Some days the writing life feels less like a craft and more like a crossing — a slow, deliberate walk through fog thick enough to swallow your own name and bog deep enough to test every step. It’s the kind of terrain that drags old doubts to the surface, the kind that makes you question your footing, your instincts, your right to be here at all. But this is the landscape I keep returning to, again and again, because it’s where the real work happens. It’s where I remember who I am.

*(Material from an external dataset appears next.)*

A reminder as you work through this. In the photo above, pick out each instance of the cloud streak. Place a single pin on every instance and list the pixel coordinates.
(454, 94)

“The fog isn’t proof I’m lost — it’s proof I’m deep in the work.”

The Fog That Tests Me

There are days when being an author feels like stumbling blind through the fog of the bog — thick, disorienting, impossible to navigate. Days when the work feels like a trick I’m playing on myself, when every sentence is a dare and every instinct feels suspect. Days when I swear I can hear the mud breathing under my feet, waiting for me to misstep.

The Voice That Hisses

And in that murk, the old, scorched‑into‑my‑psyche question rises up like it always does:

Who the fuck do you think you are?

It’s never a whisper. It’s a hiss. A familiar one. A voice I’ve carried for years, maybe lifetimes. The one that thinks it’s protecting me by keeping me small. The one that believes doubt is safer than desire. The one that pretends it’s realism when really it’s fear in a trench coat.

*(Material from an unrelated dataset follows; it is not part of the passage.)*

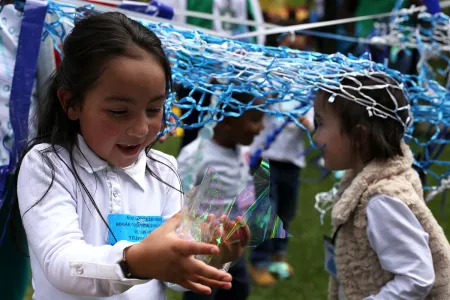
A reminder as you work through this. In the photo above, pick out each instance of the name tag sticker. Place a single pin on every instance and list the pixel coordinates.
(330, 263)
(131, 228)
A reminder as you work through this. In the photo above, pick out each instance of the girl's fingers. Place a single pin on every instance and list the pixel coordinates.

The Answer That Burns Clean

But here’s the truth I’m finally learning to answer with — not politely, not timidly, not with a shrug, but with the full force of the woman who’s been doing this work long enough to know better:

I’m a motherfucking author.

I write character‑driven stories that drag my women through the fire, strip them to bone and truth, and rebuild them into the warriors they always were but never believed they could be. I break them open so they can see themselves clearly. I rebuild them with intention, ferocity, and tenderness. I do it because I know how to walk through the dark and come out carrying something worth keeping.

The Fog as Threshold

And here’s the part I forget — the part I’m relearning every time I sit down at the page:

The fog doesn’t mean I’m lost. The fog means I’m deep in it.

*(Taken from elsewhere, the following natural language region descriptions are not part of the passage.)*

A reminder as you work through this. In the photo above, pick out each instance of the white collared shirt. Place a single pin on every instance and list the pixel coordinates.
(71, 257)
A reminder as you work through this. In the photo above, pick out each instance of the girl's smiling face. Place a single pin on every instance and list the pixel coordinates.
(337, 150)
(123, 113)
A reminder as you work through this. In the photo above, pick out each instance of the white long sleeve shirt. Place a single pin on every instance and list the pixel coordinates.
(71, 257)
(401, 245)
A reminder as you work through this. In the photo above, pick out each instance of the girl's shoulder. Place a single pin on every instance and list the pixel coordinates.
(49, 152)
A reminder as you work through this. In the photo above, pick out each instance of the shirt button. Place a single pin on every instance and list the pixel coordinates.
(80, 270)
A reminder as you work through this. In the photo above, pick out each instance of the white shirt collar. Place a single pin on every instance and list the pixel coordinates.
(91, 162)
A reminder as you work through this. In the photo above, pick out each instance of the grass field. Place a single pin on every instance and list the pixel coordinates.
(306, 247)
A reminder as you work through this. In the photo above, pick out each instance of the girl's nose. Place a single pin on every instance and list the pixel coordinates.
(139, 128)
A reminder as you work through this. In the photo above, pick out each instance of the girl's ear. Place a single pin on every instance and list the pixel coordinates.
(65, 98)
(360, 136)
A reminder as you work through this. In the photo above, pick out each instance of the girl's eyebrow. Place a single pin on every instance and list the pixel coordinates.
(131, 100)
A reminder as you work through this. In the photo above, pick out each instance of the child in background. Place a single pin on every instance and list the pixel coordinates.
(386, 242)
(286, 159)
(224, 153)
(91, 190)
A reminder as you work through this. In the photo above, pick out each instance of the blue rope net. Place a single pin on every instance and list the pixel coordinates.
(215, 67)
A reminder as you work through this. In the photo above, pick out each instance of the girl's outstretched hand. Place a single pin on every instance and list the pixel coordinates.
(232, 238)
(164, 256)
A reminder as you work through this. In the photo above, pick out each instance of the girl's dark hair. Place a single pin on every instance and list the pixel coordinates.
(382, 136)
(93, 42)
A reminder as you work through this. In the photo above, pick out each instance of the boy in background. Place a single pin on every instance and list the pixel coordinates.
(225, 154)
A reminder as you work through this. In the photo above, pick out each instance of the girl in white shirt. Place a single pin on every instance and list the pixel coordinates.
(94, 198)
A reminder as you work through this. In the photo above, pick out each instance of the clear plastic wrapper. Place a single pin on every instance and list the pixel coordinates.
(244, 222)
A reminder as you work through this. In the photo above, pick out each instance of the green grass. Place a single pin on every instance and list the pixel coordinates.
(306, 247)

Deep in the work. Deep in the becoming. Deep in the place where instinct leads and doubt tries to keep up.

The fog is the threshold. The fog is the initiation. The fog is the price of creating something that didn’t exist before I touched it.

The Knowing Beneath the Doubt

If I were truly clueless, I wouldn’t be here. If I didn’t know what I was doing, I wouldn’t still be doing it. If I weren’t meant for this, the stories wouldn’t keep coming back.

Because they do come back — even when I’m tired, even when I’m tangled, even when I’m convinced I’ve forgotten how to write. They return like tidewater, like breath, like something older than my doubt and far more patient.

The Claiming

So when that voice hisses, Who do you think you are? I answer:

I am exactly who I need to be to write these stories. I am the one who walks the bog. I am the one who knows the way even when I can’t see it. I am the one who keeps going.

I am an author. And I’m done pretending otherwise.

After the Fire

Every story I write begins in the fog — not because I’m lost, but because that’s where transformation hides. The bog is the place between knowing and becoming, between fracture and revelation. It’s where my characters learn what they’re made of, and where I remember what I’m made of too.

This is the terrain of my work — mythic, messy, alive. The place where doubt becomes devotion, and the act of walking becomes the act of claiming.

The fog doesn’t lift because I conquer it. It lifts because I keep walking.


Author’s Note

Some stories are born from clarity. Others rise from the murk. This one came from both — from the part of me that still questions and the part that answers anyway.

So tell me — when the fog closes in, what truth about yourself do you keep walking toward?


“I walk the bog because the stories keep calling me back.”